Smartpay Holdings Ltd (ASX: SMP) shares have stormed out of a trading halt this morning to be up by as much as 14.29% in early trade. The trading halt was put in place on Wednesday, pending the announcement of a capital raising.
Dual-listed on the NZX, Smartpay is a small-cap payments share that has been trading on the ASX since 2013. With a share price of 46 cents at the time of writing, the company's market capitalisation sits at around $80 million.
Smartpay is an independent full-service EFTPOS provider, directly servicing more than 25,000 merchants with around 35,000 EFTPOS terminals across Australia and New Zealand.
What did Smartpay announce?
Before the market opened this morning, Smartpay revealed it has raised $13 million via a placement to institutional, sophisticated, and professional investors.
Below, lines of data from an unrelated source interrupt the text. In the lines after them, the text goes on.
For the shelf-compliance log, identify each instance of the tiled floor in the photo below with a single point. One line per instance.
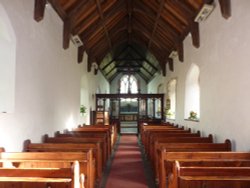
(146, 168)
(128, 127)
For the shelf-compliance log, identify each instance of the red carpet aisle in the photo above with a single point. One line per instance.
(127, 167)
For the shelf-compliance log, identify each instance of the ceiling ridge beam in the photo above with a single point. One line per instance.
(225, 7)
(39, 9)
(156, 22)
(144, 58)
(103, 23)
(130, 10)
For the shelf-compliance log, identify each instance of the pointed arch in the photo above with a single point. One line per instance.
(128, 84)
(171, 99)
(192, 93)
(7, 63)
Unlike many other ASX shares raising capital at meaningful discounts to their last closing price, Smartpay offered no discount to investors. It completed the raising at an issue price of 42 cents, which was in line with its last closing price on Tuesday.
Smartpay also intends to undertake a share purchase plan for retail investors at the same price of 42 cents, with more details to be announced next week.
According to the company, the funds raised will be used to capitalise the business for growth in both the Australian and New Zealand markets, as well as strengthen its balance sheet through debt reduction.
Commenting on the successful raising, managing director Bradley Gerdis, said:
After having proved up the Australian growth opportunity, as evidenced in our strong revenue growth figures recently released to the market for the year ended 31 March 2020, we are now readying the business to resume and accelerate our Australian growth and to pursue opportunities in the NZ market as we come through the COVID period.
Recent headline results
Earlier this week, Smartpay revealed it had seen a steady recovery in merchant transactions over the past 4 weeks – so much so that aggregate transactional revenue had recovered to 75% of pre-COVID-19 levels.
Prior to this, the company released a trading update in April, informing a 40% decline in aggregate transactional revenues as government restrictions affected the trading conditions of many of Smartpay's merchants.
With a financial year ending 31 March, Smartpay recently revealed unaudited full-year FY20 revenue of NZ$28.3 million, up 34% from last year's result of NZ$21.1 million.
The company expects the effects of COVID-19 to further entrench cashless and contactless payments and believes it is well-positioned to benefit from these positive tailwinds.